Recitation 2

Doing stuff with triangles!

Exercise. Re-write the expression below with just one sine:
$$\cos^2(x)\sin^3(x)$$

$\cos^2(x)\sin^3(x)=\cos^2(x)\sin^2(x)\sin(x)=\cos^2(x)(1-\cos^2(x))\sin(x)$

Exercise. If $\tan(\theta)=\frac{x}{4}$, determine an expression for $\sin(\theta)$.

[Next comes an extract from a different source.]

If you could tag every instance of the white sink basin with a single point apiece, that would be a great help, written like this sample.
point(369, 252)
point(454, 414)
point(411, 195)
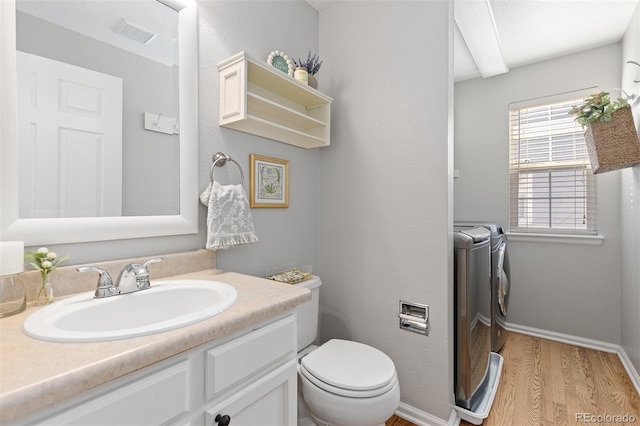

Proof. Since $\tan(\theta)=\frac{\sin(x)}{\cos(x)}$, we have
$$4\sin(x)=x\cos(x)$$
Square both sides, we have
$$16\sin^2(x)=x^2\cos^2(x)=x^2(1-\sin^2(x)),$$
which gives us
$$(16+x^2)\sin^2(x)=x^2.$$
Hence, $$\sin(x)=\frac{\pm x}{\sqrt{16+x^2}}.$$

Exercise. If $\sin(\theta)=\frac{3}{5}$, what is the value of $\sin(2\theta)$?

Proof. To calculate $\sin(2\theta)$, use the formula $\sin(2\theta)=2\sin(x)\cos(x)$. We have $\sin(2\theta)=2\sin(x)(\pm\sqrt{1-\sin^2(x)})=\pm 2\times\frac{3}{5}\sqrt{1-(\frac{3}{5})^2}=\pm\frac{24}{25}$.

Exercise. Evaluate each of the following:

1. $\sin\left(\frac{\pi}{6}\right)$
2. $\cos\left(\frac{\pi}{4}\right)$
3. $\sec\left(\frac{\pi}{3}\right)$

Proof.

1. $\sin\left(\frac{\pi}{6}\right)=\frac{1}{2}$
2. $\cos\left(\frac{\pi}{4}\right)=\frac{\sqrt{2}}{2}$
3. $\sec\left(\frac{\pi}{3}\right)=\frac{1}{\cos\left(\frac{\pi}{3}\right)}=\frac{1}{\frac{1}{2}}=2$

Exercise. Determine an exact value of $\sin\left(\frac{7\pi}{12}\right)$

Proof. \begin{aligned}\sin\left(\frac{7\pi}{12}\right)&=\sin\left(\frac{\pi}{4}+\frac{\pi}{3}\right)\\&=\sin\left(\frac{\pi}{4}\right)\cos\left(\frac{\pi}{3}\right)+\cos\left(\frac{\pi}{4}\right)\sin\left(\frac{\pi}{3}\right)\\&=\frac{\sqrt{2}}{2}\frac{1}{2}+\frac{\sqrt{2}}{2}\frac{\sqrt{3}}{2}\\&=\frac{\sqrt{2}+\sqrt{6}}{4}\end{aligned}.